Свободным от полевых дел был Коля-Оля. Он водился с маленькой Люсей. Чтобы не убегал, не оставлял сестренку одну, без надзора, мать запирала калитку.

— Пап, а если бы и нам в коммуну? — подкатывался я к нему.

— Какую коммуну?

— Такую, как в подгородчине, у дяди Степана, у буденовца. — Видя, что отец прислушивается ко мне, я спешил рассказать, что там видел своими глазами, что шили для коммунаров. — Вот бы, папа, а? — торопил его.

— Какой ты скорый, — усмехался отец я прикрикивал: — Давай поживее скреби навоз, коммуна, вон мать едет, а у нас и конь не валял…

Я не понимал его: слушал-слушал, а ни да, ни нет о коммуне не сказал. Ох уж эти взрослые, такие тугодумы! А вообще, я пытался и оправдывать отца, ему есть о чем и задуматься: недостача-то еще не до конца оплачена. Найденные деньги он отдал председателю все, до копейки. Председатель сколько-то давал ему за «великую честную услугу», но он не взял.

Как-то вечером он поднялся ко мне, в Алексеев уголок, куда я забирался чаще и чаще, потому что нашел там растрепанный томик Пушкина. Осторожно ступая, отец подошел к ящику, за которым я сидел, и протянул мне руку. В ней были деньги.

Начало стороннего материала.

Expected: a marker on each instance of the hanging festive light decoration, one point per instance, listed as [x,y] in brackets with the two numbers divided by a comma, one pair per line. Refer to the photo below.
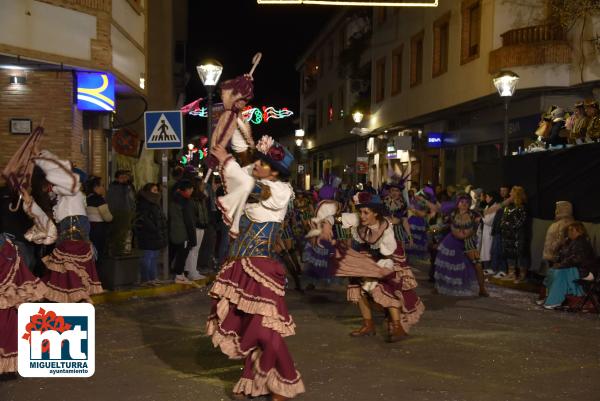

— Алексей прислал, только сейчас получил, — сказал он, светлея лицом. — Утром отнесу, останется за мной пустяк. Спасибо Алексею.

Присел рядом со мной, заглянул в книжку:

— Что читаешь?

— Пушкина. Про памятник, который он себе построил, то есть воздвигнул. Этот памятник выше Александрийского столба. А где такой столб, пап?

В книге было написано не столб, а столп, но я думал, что тут ошибка. Отец не поправил меня, но адрес назвал: это в Ленинграде, на тамошней главной площади, у дворца, в котором раньше жили цари.

— Понятно он пишет, красиво, — сказал я.

— Он и жил красиво, — пояснил отец. — Гордый был, царям не уступал. За то они и убили его. Гордый и честный!